In the next step, the carrier foils, which can be up to nine meters wide, run over a complex system of rollers and are coated with the slurry via a nozzle or roller applicator. Before the copper and aluminum foil is coated, the roll holding the foil is identified. “If the wrong carrier foil is used, this leads to high reject levels,” says Paul McLachlan, global account development automotive at Balluff. “To avoid this, our RFID solutions in the ultra-high frequency range, among other products, are suitable for longer ranges and automatic detection of multiple rolls at the same time.” To ensure that there is always enough material available for the coating process, optical distance sensors monitor how much carrier foil is left on the roll. As the foils pass over the roller system, fork sensors measure the web edge position of the foils to ensure straight belt travel. To ensure optimum tension on the rolls, inclination sensors measure the angle of the dancer arm, which controls the unrolling speed. Machine vision systems are typically used to monitor the coating process. “Our industrial cameras quickly generate perfect images that can then be further processed,” says Manuela Gruber, global account development automotive at Balluff. After coating, foil is fed through a dryer.
The cooled and coated foil is now guided through several rotating pairs of rollers. The resulting pressure compresses the coating. This process is called calendering. To compact the copper or aluminum foils coated on both sides, the movements of the calender rollers must be executed precisely. If the two rollers press too hard, the required coating thickness is not achieved. Position measuring systems from Balluff control these movements of the calender and thus ensure optimum and constant pressure.
Stacking and winding
In the next step, the finished electrodes are further processed into battery cells in highly automated production lines. To produce a rectangular pouch cell, the punched out surfaces are stacked. For round cells or prismatic cells, the layers are wound. There must be no double layers of anode or cathode and the individual layers must always lie exactly on top of each other. This makes the positioning accuracy of the anodes, cathodes and the separators in between a central quality criterion.

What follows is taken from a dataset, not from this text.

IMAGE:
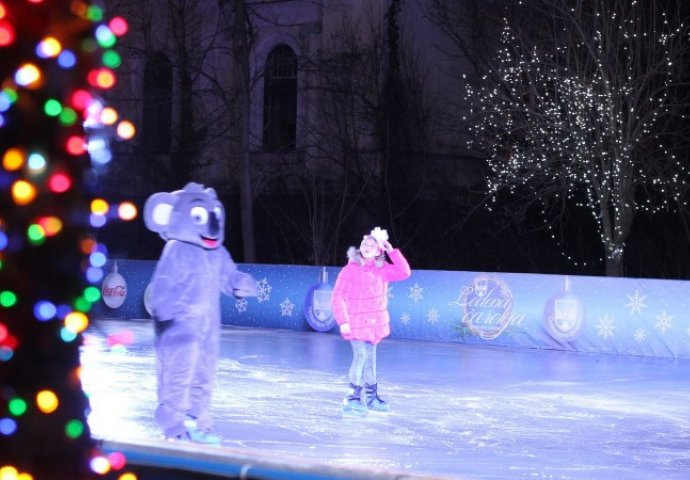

The finished electrode stacks are then connected to the contacts and inserted into the respective housing. The cells are then closed via a contact seal or welding process. “Optical inspections ensure that the correct cells are assembled,” says Gruber. “Our diffuse sensors support robots during automated battery module production, and RFID components meanwhile ensure seamless traceability of all process steps.”
Climate-friendly and fully automated
Battery cell production has already reached a high level of automation. However, there is still potential for optimization. Balluff supports its customers on this path with precise, intelligent and networked solutions for the factory of the future. “We offer various future-proof concepts: From IO-Link for improved process quality or track-and-trace with RFID and industrial image processing through to data integration and processing with IIoT solutions,” Klotz summarizes. “Our broad product portfolio not only helps our customers to automate individual process steps, but also enables the end-to-end digitalization of the entire manufacturing process – even at gigascale levels.”